Herzogenrath: Herzogenrather CDU bestätigt Kandidaten Christoph von den Driesch

Herzogenrath: Herzogenrather CDU bestätigt Kandidaten Christoph von den Driesch

Mit 95,65 Prozent Zustimmung oder 44 von 46 Stimmen bei zwei Enthaltungen ist der amtierende Bürgermeister Christoph von den Driesch als Bürgermeisterkandidat in Herzogenrath bestätigt worden. Damit strebt der Amtsinhaber bei der Bürgermeisterwahl am 12. Januar 2014 seine zweite Amtszeit an.

Kurz zuvor hatte sich der Verwaltungschef mit seiner Wahlbroschüre von 2008 auf die Bühne der Aula des Schulzentrums gewagt. „Nicht nur, dass ich mittlerweile Bartträger bin“, scherzte von den Driesch, „ich bin überzeugt davon, dass ich Ihre Erwartungen nicht enttäuscht habe.“

Er sprach von einer „mutigen Entscheidung“ der CDU in Herzogenrath, ihn damals als jungen Nachfolger von Gerd Zimmermann nominiert zu haben.

„Alles ist vermarktet“

Vor allem in Sachen Wirtschaftsförderung sah sich von den Driesch in seiner Arbeit bestätigt. „Es ist alles, was vermarktbar ist, vermarktet“, stellte er beispielsweise mit Blick auf die Gewerbegebiete Nordstern und Dornkaul fest.

Allerdings habe es ihm das Wirken der früher zuständigen, von den Sozialdemokraten getragenen Ratsmehrheiten, für die Zukunft nicht leicht gemacht. So stünden viele Grundstücksverhandlungen an, um neue Gewerbeflächen zu schaffen.

Die von der SPD propagierte Nachfrage nach Studentenwohnungen auch in Herzogenrath sah er als kurzfristiges Thema an, das, mit Blick auf die tatsächlichen Steigerungen bei den Erstsemesterzahlen, aber auch nicht so dramatisch sei wie angenommen.

In seiner Funktion als oberster Wirtschaftsförderer habe er in Gesprächen mit Investoren zwei andere wichtige Punkte aufgegriffen. So müsse zum einen die von Aachen aus hinter der Kaiserstraße nördlich gelegene Verkehrsinfrastruktur grundlegend überarbeitet werden.
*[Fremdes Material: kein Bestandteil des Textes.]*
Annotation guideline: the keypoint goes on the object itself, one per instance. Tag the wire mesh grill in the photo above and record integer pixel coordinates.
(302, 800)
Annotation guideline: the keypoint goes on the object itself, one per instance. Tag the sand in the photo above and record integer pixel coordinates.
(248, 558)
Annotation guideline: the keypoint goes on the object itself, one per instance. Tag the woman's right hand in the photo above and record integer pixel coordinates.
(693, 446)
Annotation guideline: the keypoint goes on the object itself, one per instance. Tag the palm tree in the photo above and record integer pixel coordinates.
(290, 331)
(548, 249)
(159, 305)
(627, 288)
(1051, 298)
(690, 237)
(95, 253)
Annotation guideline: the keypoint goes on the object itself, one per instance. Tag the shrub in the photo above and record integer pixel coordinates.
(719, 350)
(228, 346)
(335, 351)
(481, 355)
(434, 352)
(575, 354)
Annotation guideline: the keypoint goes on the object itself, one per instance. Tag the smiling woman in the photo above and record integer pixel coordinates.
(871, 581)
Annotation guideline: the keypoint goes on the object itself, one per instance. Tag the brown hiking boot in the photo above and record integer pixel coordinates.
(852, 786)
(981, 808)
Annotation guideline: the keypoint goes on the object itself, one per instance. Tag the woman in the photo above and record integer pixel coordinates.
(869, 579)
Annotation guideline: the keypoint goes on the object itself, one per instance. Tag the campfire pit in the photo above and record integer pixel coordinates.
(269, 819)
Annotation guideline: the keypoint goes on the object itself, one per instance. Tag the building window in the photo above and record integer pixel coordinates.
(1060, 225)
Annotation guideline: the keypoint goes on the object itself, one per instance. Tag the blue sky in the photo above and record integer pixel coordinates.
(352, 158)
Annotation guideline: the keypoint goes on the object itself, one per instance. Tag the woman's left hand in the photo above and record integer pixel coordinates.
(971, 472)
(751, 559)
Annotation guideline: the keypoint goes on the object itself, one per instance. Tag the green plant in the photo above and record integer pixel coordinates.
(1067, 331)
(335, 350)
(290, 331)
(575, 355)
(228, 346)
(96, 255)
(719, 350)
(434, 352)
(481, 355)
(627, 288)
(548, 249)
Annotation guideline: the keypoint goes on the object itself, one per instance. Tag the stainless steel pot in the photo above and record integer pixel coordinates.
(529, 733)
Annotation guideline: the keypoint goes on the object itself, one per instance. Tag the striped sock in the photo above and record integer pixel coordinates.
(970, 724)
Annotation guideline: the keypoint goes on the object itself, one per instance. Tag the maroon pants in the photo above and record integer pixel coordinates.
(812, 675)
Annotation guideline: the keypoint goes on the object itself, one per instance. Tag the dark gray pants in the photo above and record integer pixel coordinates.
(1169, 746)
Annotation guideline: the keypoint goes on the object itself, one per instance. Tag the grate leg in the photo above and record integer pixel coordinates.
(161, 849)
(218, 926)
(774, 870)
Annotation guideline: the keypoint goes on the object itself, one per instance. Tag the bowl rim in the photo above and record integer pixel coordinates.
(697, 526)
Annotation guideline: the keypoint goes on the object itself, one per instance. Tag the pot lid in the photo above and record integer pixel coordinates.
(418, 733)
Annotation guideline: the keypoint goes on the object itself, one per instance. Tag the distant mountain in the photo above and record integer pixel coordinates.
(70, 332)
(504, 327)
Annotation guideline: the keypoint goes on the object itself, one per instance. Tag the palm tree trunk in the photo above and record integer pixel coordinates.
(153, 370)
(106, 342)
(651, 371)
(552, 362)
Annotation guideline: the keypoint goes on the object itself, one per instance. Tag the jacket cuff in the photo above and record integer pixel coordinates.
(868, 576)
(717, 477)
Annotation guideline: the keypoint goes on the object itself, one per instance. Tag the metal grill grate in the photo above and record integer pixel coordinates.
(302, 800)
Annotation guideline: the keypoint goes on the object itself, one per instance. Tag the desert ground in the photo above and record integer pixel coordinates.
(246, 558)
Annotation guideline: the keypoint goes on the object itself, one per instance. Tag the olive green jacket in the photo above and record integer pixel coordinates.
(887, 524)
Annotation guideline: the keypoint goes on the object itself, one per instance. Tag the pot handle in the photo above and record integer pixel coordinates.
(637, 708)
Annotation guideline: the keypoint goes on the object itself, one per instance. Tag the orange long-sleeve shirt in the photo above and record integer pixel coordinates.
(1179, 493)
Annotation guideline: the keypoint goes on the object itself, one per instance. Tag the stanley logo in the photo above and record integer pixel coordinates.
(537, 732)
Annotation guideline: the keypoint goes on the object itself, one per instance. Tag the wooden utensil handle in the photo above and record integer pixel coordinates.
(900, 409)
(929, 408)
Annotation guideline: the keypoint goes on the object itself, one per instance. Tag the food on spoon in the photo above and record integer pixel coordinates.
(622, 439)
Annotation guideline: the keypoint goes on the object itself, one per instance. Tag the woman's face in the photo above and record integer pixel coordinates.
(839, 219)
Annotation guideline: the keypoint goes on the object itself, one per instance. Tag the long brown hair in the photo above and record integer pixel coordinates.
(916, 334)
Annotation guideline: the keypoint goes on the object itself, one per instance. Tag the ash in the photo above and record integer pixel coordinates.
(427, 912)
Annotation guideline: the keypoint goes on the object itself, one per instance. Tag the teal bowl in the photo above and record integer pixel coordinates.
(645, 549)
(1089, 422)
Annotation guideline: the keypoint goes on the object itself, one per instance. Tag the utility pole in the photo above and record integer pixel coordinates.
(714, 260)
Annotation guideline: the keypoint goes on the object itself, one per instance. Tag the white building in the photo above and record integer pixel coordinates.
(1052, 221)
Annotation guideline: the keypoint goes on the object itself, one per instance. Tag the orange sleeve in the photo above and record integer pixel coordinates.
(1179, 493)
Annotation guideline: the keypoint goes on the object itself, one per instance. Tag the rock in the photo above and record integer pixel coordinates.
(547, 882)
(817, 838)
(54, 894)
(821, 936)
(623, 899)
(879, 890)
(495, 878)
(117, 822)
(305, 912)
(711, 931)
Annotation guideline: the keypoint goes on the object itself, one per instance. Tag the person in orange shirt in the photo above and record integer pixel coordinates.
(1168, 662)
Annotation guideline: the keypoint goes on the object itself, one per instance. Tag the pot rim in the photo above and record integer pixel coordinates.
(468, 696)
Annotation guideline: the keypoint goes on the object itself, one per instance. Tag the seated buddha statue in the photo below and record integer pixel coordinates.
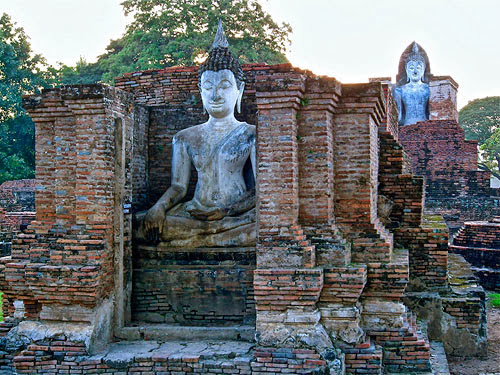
(222, 211)
(412, 98)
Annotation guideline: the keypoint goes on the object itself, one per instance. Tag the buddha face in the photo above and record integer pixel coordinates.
(415, 70)
(219, 92)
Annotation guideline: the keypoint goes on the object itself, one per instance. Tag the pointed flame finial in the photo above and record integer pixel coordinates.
(220, 38)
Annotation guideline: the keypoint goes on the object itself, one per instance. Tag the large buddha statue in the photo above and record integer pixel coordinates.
(411, 92)
(222, 211)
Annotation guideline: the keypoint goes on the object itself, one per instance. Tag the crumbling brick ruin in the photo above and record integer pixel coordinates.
(343, 251)
(17, 210)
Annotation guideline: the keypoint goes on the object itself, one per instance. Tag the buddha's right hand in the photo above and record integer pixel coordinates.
(153, 223)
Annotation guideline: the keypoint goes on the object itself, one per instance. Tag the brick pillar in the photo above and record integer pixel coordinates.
(70, 245)
(316, 173)
(280, 241)
(286, 285)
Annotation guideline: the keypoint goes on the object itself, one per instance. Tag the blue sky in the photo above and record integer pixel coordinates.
(350, 40)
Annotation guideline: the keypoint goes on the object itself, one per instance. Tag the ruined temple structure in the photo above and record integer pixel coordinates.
(344, 263)
(17, 210)
(454, 187)
(479, 243)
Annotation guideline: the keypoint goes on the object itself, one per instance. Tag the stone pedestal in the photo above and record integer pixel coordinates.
(198, 287)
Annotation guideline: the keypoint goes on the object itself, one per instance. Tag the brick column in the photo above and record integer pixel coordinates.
(280, 240)
(316, 171)
(356, 171)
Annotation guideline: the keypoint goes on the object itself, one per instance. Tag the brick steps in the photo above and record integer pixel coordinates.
(406, 349)
(364, 358)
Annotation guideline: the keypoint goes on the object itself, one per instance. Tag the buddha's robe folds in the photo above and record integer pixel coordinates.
(220, 184)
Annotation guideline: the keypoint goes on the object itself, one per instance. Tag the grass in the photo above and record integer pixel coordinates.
(495, 300)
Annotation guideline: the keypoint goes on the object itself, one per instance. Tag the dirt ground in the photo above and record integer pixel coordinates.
(489, 366)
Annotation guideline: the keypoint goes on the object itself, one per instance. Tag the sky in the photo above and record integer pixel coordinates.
(351, 40)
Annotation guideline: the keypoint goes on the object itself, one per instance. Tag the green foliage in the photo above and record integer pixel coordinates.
(481, 121)
(494, 299)
(21, 72)
(179, 32)
(83, 73)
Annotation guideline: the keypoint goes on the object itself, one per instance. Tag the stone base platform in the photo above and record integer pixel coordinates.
(193, 287)
(164, 332)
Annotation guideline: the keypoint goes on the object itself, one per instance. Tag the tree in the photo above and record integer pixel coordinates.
(21, 72)
(480, 119)
(179, 32)
(83, 73)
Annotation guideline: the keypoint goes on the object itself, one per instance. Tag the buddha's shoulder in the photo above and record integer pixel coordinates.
(248, 128)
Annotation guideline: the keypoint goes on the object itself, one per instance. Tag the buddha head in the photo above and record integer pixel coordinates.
(415, 66)
(220, 79)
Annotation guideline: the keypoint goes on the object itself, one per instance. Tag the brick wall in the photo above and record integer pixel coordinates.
(18, 195)
(454, 187)
(479, 243)
(66, 256)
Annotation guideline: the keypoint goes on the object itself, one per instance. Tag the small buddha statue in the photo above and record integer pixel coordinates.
(222, 211)
(412, 94)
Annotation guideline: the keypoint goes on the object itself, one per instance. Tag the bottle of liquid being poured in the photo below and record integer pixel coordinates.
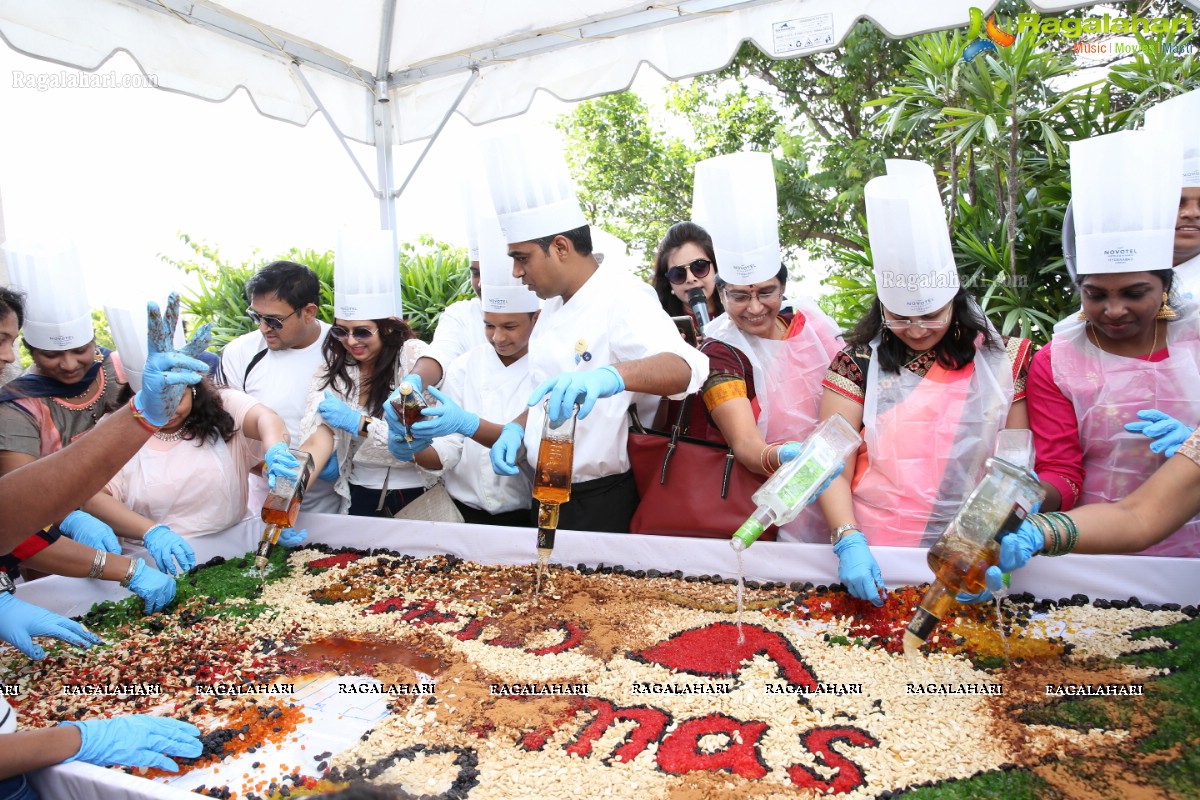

Eine stringente Planung forderte er auch in Sachen Bahnverkehr und sah, angesichts der auch von Bahnvertretern oft propagierten, hohen Auslastung der Strecke Mönchengladbach-Aachen, hier durchaus Raum für ein drittes Gleis.

„Außerdem bin ich mit Sicherheit niemand, der morgens aufsteht und darüber nachdenkt, welchen Baum er heute fällt“, unterstrich er mit Blick auf die jüngsten Diskussionen um das Baugebiet Dahlemer Straße, „aber es kann nicht sein, dass um jeden Baum herumgetanzt wird.“

Die euregionale Zusammenarbeit fasste er ebenfalls ins Auge: „Wenn nicht wir in Herzogenrath Europa leben, wer dann?“, fragte von den Driesch und forderte, dass beispielsweise der von der niederländischen Regierung wieder zurückgezogene „Wietpas“ wieder eingeführt wird.

„Ich kämpfe gemeinsam mit meinem Bürgermeisterkollegen aus Kerkrade, Jos Som, darum“, so der Bürgermeister. Denn die Einführung der Beschränkung des Erwerbs weicher Drogen auf registrierte Käufer alleine aus den Niederlanden, habe der illegale Handel an der Grenze zwischen Herzogenrath und Kerkrade den Garaus gemacht.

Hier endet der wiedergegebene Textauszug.